The goal of treatment is to reduce the disease's impact on the body, such as eliminating symptoms like fever, musculoskeletal pain, and normalizing urine protein and kidney function.
Medication plans are tailored based on disease severity. Glucocorticoids and cyclophosphamide are the most common drugs for inducing remission, while hormones combined with methotrexate or azathioprine are commonly used for maintenance therapy.
If financially feasible, combining with rituximab is also a good option. Most patients require long-term medication, and lifelong treatment is not uncommon.
What medications are needed for anti-neutrophil cytoplasmic antibody-associated vasculitis?
Glucocorticoids and cyclophosphamide are the most common drugs for inducing remission, while hormones combined with methotrexate or azathioprine are commonly used for maintenance therapy. If financially feasible, rituximab may also be considered.
The most significant side effect is an increased risk of bacterial, viral, or fungal infections, which can be life-threatening in severe cases.
Can anti-neutrophil cytoplasmic antibody-associated vasculitis be completely cured?
It cannot be completely cured.
Treatment aims to reduce disease activity, such as resolving symptoms like fever and musculoskeletal pain, and normalizing urine protein and kidney function. Most patients require long-term medication, and lifelong treatment is not uncommon.
Can anti-neutrophil cytoplasmic antibody-associated vasculitis cause death?

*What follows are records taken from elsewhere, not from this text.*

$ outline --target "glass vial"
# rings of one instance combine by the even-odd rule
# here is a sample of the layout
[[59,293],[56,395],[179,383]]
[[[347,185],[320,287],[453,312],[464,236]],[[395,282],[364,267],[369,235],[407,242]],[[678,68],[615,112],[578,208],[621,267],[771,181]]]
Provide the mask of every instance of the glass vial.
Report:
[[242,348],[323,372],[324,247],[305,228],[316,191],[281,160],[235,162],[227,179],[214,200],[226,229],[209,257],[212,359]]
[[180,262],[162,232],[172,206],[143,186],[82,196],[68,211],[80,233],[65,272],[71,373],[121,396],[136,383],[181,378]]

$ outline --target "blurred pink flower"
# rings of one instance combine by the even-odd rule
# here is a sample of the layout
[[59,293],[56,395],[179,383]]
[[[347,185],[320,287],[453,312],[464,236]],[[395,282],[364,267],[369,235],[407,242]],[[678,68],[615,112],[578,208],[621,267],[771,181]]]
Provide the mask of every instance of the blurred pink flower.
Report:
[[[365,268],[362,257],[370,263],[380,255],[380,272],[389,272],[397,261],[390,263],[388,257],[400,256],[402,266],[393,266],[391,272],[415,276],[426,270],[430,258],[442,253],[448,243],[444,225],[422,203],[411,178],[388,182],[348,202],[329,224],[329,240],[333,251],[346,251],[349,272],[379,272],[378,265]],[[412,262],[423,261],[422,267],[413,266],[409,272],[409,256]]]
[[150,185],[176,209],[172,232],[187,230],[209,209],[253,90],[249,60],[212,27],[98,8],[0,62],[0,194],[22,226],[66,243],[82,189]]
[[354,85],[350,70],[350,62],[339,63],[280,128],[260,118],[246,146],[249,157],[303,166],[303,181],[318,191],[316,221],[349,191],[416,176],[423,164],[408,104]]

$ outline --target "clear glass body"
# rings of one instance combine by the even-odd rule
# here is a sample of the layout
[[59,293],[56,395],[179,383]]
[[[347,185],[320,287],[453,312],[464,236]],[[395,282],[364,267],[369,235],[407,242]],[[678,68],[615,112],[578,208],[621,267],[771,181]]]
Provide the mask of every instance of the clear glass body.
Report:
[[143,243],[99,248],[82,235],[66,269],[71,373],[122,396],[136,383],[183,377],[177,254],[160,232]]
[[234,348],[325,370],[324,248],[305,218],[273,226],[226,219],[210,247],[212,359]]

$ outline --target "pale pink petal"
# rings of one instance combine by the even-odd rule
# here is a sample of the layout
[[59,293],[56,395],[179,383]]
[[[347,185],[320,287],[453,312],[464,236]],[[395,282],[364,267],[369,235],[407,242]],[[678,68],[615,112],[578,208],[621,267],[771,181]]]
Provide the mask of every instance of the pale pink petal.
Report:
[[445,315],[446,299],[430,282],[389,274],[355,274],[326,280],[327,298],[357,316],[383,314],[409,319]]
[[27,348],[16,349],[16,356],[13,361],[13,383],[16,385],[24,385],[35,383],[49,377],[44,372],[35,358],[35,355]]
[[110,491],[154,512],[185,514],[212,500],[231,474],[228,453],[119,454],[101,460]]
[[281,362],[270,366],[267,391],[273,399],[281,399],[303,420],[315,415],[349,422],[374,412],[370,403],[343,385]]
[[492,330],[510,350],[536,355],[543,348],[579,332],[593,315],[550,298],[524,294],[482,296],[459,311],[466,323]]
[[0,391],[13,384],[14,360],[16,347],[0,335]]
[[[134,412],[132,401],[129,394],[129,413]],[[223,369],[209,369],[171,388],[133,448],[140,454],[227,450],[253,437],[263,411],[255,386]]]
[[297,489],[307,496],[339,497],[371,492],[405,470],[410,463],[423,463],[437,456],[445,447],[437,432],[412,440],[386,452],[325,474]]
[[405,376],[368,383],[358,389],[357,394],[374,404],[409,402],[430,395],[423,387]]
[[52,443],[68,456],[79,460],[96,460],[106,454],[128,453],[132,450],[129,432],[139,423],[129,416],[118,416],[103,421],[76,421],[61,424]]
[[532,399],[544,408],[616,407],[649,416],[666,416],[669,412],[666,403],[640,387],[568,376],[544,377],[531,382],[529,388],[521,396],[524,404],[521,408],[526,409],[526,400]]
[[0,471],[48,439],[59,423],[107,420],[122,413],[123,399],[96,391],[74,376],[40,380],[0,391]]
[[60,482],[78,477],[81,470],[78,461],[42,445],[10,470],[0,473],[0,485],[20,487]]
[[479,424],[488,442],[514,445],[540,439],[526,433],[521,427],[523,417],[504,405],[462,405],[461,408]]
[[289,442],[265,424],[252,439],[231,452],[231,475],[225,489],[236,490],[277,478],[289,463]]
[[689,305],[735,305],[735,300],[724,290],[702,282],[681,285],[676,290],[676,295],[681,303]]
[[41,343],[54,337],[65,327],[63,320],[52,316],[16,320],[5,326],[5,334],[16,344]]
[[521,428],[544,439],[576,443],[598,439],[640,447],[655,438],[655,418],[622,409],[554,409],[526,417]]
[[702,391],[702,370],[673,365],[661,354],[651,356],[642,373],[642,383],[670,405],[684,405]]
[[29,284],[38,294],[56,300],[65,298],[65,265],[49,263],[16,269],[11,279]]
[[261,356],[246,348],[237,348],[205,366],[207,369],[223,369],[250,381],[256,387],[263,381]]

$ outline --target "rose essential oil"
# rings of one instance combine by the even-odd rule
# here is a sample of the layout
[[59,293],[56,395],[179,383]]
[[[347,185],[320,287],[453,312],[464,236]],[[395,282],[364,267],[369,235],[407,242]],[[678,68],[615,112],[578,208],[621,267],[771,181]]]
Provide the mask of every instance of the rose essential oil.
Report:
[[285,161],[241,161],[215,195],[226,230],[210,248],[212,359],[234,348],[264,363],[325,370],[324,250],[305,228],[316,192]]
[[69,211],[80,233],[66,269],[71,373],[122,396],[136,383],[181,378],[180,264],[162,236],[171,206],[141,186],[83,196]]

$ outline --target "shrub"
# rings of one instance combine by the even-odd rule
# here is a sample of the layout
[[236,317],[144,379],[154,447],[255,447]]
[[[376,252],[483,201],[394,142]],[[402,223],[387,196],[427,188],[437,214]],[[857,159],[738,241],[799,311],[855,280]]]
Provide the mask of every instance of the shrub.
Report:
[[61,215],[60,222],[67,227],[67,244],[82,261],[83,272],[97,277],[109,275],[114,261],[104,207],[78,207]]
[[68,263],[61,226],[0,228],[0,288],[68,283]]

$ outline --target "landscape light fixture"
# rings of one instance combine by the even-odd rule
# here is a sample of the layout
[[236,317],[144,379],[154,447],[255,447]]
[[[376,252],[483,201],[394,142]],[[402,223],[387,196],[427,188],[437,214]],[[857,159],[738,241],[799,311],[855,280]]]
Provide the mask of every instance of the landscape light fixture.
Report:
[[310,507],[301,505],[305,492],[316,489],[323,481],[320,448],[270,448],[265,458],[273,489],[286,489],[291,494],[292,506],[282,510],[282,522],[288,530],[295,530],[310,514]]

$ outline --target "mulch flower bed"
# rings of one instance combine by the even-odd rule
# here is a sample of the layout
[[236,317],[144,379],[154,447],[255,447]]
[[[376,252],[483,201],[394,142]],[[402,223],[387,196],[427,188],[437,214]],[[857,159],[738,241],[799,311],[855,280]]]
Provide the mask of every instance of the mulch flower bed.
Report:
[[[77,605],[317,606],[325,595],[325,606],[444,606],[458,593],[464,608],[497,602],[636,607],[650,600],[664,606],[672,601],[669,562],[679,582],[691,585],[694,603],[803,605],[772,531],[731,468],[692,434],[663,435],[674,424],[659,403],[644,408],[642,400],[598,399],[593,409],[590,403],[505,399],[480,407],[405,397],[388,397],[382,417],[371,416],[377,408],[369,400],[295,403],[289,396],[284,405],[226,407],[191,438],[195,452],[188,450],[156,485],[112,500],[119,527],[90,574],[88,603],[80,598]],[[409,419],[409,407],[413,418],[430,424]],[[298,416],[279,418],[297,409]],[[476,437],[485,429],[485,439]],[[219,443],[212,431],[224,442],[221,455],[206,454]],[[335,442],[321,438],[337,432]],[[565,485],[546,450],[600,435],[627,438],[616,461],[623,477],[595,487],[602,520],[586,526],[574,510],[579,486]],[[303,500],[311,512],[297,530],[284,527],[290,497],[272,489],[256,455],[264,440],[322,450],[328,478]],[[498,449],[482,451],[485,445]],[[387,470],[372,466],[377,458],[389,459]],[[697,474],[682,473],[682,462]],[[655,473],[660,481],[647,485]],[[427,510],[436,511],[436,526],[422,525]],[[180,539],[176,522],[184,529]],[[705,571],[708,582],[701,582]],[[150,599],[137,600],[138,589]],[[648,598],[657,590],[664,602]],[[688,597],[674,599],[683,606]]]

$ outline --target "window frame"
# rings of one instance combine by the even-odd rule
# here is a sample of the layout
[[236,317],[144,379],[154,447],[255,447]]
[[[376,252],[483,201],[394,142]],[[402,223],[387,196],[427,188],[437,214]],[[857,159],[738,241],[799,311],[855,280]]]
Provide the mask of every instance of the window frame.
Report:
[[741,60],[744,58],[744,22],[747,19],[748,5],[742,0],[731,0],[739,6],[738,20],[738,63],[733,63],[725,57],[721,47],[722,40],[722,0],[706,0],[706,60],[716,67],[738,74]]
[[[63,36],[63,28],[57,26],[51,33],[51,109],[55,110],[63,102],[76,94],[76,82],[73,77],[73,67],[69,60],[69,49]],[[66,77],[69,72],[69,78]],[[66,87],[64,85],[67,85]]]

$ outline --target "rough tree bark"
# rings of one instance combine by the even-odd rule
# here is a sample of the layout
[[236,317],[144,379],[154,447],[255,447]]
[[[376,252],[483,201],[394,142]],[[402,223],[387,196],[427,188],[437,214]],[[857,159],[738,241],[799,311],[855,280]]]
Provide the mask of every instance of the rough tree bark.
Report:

Yes, it can lead to death.
The most common causes of death are bacterial, viral, or fungal infections, followed by uremia and intracranial vasculitis. Studies in China show that 85% of patients survive for 5 years after diagnosis, but nearly half develop uremia after 5 years.
How often should patients with anti-neutrophil cytoplasmic antibody-associated vasculitis undergo follow-up examinations?
Initially, follow-ups are typically monthly, later extending to every 3 or 6 months. Generally, if the condition remains stable for over 2 years, discontinuation of medication may be considered.
DIET & LIFESTYLE
What should patients with anti-neutrophil cytoplasmic antibody-associated vasculitis pay attention to in their diet?
Generally, due to kidney damage and significant proteinuria in ANCA vasculitis patients, it is recommended to control total protein intake. Daily protein intake should not exceed 0.8 g per kilogram of body weight. Additionally, strict salt restriction is necessary.
Will daily work and study be affected for young patients with anti-neutrophil cytoplasmic antibody-associated vasculitis?
Young patients often coexist with lupus, which tends to be more severe with a less optimistic prognosis, significantly impacting both work and study.
PREVENTION
Can ANCA-associated vasculitis be prevented?
The exact cause of this disease is unknown, possibly related to genetic and environmental factors (such as bacterial or viral infections, medications like propylthiouracil), but there are no clear and feasible preventive measures.